GitHub - lsqi15/MSiA490-AmazonReviewTextClassification: Classifying Amazon reviews with SVM, Naive Bayes, LSTM, and BERT; Productized the best SVM model for real-time text classification with Flask App.

Northwestern University

MSiA-490 Fall 2020

Amazon Kindle Store Review Text Classification Project

Siqi Li

Repo structure

Project Topic
Dataset
Web App for Amazon Review Text Classification
Model Results
Citation

Project Topic

In this project, I trained, fine-tuned, and evaluated 7 multi-class text classification approaches (logistic regression, support vector machine (SVM), multinomial naive bayes, BERT, LSTM, bidirectional LSTM, and bidirectional LSTM with self-attention). Specifically, each model was trained on the training set (80% of data) and evaluated on the test set (20% of data) using metrics such as accuracy, precision, recall, and F-1 score. The best model in terms of not only accuracy but also ease to use was also productized as a flask web app to take review text as input and the output the corresponding predicted review score (1-5).

Dataset

The dataset chosen for this project is Amazon video review data from Amazon Review Data. The raw dataset contains information such as reviews (ratings, text, helpfulness votes) and product metadata (descriptions, category information, price, brand, and image features) for 717,651 reviews. Due to computational limitation, only the first 500,000 records are used in this text classification project. Each record has the overall review score (integer from 1 to 5) and the review text (string).

Web App for Amazon Review Text Classification

To run the web app, please clone the Github repo and run the following command in terminal.

git clone git@github.com:LSQI15/MSiA490-AmazonReviewTextClassification.git
cd MSiA490-AmazonReviewTextClassification
pip install -r requirements.txt
python3 app/generate_artifacts.py
python3 app/api.py

The app will then be accessible on http://127.0.0.1:5000/. Press CTRL+C to at any time to quit.

Model Results

Among traditional machine learning models, support vector machine model out-performed logistic regression model and multinomial naïve bayes models. The best SVM model used L-2 penalty, square-hinge loss, TF-IDF feature representation of unigram, bigram, and trigram, and achieved a multi-class accuracy of 0.7284 on the test set.
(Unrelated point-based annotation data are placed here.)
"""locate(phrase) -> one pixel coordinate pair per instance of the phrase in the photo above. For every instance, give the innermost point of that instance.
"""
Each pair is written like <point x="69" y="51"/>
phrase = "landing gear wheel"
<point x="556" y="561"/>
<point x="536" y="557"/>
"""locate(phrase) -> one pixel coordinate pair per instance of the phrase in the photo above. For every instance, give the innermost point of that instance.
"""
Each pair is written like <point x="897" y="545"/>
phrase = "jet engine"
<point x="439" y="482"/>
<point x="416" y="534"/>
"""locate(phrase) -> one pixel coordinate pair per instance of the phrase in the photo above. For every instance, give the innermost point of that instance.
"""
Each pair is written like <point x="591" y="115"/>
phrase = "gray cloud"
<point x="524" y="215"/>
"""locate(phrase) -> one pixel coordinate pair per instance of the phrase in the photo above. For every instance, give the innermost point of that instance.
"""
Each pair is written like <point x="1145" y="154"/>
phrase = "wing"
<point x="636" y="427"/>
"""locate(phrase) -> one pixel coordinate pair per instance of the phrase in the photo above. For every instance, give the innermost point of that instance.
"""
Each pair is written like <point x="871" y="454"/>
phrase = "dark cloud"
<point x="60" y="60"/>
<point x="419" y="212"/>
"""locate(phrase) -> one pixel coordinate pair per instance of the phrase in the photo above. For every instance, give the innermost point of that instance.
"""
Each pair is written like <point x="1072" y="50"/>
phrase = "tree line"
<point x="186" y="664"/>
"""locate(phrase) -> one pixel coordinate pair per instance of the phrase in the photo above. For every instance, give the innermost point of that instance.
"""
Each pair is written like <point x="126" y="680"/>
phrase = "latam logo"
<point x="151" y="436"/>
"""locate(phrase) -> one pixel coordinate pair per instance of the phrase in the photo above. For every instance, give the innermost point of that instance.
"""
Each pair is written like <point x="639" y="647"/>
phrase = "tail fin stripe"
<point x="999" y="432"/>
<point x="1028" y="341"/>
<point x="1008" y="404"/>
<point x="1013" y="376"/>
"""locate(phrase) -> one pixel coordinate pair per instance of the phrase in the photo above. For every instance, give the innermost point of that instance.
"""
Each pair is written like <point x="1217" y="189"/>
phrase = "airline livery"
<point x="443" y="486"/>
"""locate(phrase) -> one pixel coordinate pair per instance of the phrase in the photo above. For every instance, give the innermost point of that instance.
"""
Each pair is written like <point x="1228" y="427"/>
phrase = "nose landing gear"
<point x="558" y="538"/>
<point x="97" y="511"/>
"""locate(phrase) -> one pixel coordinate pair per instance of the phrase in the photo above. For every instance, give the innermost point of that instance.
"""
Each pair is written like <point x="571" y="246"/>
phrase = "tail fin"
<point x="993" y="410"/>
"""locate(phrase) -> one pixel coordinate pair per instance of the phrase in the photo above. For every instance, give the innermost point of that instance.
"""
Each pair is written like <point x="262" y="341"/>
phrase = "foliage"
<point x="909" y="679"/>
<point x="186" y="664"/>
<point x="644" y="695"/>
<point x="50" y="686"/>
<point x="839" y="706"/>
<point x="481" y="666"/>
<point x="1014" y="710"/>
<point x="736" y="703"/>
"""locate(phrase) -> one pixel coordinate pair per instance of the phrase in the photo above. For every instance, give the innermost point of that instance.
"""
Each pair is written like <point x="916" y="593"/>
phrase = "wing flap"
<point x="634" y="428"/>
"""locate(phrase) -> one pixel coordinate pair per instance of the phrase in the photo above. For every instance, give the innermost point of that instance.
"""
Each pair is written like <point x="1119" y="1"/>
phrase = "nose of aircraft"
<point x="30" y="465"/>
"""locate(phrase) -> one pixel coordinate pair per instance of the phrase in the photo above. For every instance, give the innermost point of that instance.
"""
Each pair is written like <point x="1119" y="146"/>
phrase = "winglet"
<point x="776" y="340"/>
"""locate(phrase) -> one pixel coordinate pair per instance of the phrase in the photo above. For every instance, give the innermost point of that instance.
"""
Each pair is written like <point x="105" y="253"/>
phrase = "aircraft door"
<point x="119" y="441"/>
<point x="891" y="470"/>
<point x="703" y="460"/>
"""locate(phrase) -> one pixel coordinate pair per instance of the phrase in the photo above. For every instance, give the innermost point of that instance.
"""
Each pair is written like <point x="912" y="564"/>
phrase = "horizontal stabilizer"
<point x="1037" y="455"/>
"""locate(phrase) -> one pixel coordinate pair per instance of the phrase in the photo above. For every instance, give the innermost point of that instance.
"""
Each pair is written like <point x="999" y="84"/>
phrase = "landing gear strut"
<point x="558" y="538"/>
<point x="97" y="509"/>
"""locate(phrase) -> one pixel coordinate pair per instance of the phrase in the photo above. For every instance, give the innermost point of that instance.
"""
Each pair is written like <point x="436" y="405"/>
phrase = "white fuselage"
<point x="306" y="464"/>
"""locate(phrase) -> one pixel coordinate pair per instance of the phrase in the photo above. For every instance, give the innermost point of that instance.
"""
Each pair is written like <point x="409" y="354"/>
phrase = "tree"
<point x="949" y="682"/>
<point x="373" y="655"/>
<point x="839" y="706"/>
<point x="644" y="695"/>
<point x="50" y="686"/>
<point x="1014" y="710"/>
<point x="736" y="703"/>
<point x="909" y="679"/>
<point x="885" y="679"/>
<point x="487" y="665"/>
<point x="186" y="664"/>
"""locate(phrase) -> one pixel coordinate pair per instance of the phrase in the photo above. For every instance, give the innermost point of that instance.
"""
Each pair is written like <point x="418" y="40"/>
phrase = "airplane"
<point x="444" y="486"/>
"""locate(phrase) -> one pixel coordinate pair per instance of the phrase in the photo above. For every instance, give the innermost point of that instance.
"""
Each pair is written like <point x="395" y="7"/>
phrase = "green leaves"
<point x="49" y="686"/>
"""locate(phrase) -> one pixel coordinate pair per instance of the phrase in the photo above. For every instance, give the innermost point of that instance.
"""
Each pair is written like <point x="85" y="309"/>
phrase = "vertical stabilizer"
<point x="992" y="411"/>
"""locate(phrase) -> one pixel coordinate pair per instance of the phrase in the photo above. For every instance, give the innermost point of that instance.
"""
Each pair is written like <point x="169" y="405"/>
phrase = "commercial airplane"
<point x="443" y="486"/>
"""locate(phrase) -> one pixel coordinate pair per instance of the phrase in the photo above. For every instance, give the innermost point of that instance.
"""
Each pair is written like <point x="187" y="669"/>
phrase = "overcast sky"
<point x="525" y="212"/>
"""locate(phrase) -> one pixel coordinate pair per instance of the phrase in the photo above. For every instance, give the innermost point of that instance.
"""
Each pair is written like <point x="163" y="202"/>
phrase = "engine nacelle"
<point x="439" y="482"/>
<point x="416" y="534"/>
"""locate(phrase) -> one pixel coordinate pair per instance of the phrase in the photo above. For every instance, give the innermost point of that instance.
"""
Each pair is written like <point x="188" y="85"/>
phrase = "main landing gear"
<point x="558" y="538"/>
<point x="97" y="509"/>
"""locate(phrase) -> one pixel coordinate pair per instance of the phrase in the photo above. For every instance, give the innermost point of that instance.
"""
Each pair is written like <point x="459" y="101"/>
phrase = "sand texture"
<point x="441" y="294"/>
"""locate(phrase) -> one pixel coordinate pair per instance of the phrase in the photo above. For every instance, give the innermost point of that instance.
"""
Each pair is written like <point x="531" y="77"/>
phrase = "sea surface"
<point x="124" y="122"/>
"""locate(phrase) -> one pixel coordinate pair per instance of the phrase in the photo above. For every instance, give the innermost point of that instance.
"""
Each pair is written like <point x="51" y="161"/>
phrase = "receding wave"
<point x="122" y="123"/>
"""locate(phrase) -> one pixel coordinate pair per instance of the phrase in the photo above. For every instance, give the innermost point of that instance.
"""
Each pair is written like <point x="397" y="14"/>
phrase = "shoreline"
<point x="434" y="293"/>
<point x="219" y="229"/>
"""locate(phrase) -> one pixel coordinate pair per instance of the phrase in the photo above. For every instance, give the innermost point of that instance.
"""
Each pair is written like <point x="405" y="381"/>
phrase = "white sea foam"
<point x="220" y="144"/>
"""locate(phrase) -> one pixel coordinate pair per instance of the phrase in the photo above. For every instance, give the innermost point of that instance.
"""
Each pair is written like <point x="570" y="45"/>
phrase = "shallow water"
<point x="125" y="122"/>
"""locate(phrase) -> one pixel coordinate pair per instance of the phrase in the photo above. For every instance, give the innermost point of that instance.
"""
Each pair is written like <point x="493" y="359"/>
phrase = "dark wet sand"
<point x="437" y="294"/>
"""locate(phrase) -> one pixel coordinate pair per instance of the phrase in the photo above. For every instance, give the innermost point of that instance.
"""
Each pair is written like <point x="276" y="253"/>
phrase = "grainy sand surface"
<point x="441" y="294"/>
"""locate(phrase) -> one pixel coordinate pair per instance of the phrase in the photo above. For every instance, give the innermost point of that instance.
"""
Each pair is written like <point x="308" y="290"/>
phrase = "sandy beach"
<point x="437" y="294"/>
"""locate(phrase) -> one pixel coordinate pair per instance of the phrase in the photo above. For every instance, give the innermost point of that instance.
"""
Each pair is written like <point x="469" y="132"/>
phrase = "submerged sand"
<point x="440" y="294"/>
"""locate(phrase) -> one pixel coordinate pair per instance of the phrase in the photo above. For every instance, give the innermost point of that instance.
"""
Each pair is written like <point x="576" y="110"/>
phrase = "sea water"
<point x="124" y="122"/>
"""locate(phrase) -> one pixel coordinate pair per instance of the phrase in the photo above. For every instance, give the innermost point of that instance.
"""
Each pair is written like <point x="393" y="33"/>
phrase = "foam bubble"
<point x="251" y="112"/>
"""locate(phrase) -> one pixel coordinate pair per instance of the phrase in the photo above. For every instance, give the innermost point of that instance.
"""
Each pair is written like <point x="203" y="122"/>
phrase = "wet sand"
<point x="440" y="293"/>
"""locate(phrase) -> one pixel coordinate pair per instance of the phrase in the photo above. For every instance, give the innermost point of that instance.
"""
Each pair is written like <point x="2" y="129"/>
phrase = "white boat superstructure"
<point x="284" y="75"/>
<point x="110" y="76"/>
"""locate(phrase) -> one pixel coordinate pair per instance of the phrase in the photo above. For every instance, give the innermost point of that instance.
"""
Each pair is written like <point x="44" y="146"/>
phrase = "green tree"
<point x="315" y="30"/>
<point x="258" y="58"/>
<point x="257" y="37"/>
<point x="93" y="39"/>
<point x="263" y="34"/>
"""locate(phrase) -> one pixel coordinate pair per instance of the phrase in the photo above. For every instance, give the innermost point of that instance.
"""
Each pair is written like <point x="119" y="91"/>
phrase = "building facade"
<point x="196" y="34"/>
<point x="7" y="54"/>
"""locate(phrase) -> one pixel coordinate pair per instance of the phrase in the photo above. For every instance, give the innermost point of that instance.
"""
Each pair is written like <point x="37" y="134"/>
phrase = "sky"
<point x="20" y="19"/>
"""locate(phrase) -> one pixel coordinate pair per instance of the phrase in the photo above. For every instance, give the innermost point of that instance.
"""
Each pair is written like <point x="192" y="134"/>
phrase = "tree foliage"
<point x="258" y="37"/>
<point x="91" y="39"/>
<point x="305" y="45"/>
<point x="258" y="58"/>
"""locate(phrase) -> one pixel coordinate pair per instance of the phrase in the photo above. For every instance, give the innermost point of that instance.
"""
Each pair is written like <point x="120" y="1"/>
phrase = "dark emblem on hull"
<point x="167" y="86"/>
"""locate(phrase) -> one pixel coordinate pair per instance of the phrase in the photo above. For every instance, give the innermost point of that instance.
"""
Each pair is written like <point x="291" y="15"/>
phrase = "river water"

In addition, increasing n-gram range of TF-IDF from using only 1-gram to using 1-gram to 3-gram significantly helped boost the performance for logistic regression model (0.6548 to 0.6827) and SVM models (0.6659 to 0.7284).
Various LSTM models were trained and evaluated, but they all have similar results (~69%). One thing I noticed was that batch size seemed to be related to model accuracy. Specifically, a smaller batch size seemed to lead to a higher accuracy for bidirectional LSTM model. This reflects Kevin’s (2018) finding that higher batch sizes leaded to lower asymptotic test accuracy with a multi-layer perceptron (MLP) model. Moreover, adding a self-attention layer didn’t improve model performance a lot in this work. Other model parameters or structure are needed to be fine-tuned in order to boost LSTM’s performance. Overall, the bidirectional LSTM model with an embedding size of 256, a max number of words of 100,000, a batch size of 64 and a self-attention layer had the best accuracy of 0.7091 on the test set.
For BERT model, due to computational limits, only max input length was fine-tuned. The results show that the greater the input length, the higher the classification accuracy. This could be explained by the fact that the average review length is 775.5, and with longer input length, BERT models can extract more information to make a better classification. The best BERT model had max length of input equal to 512 and a batch size equal to 8. It achieved an accuracy of 0.75802 in the test set, which was an 3.91% increase from the best SVM model.

The following graph shows the normalized confusion matrix for the best BERT model. While the overall accuracy is satisfying, the model still has a potential for improvement, especially for correctly distinguishing reviews with 4 and 5 stars.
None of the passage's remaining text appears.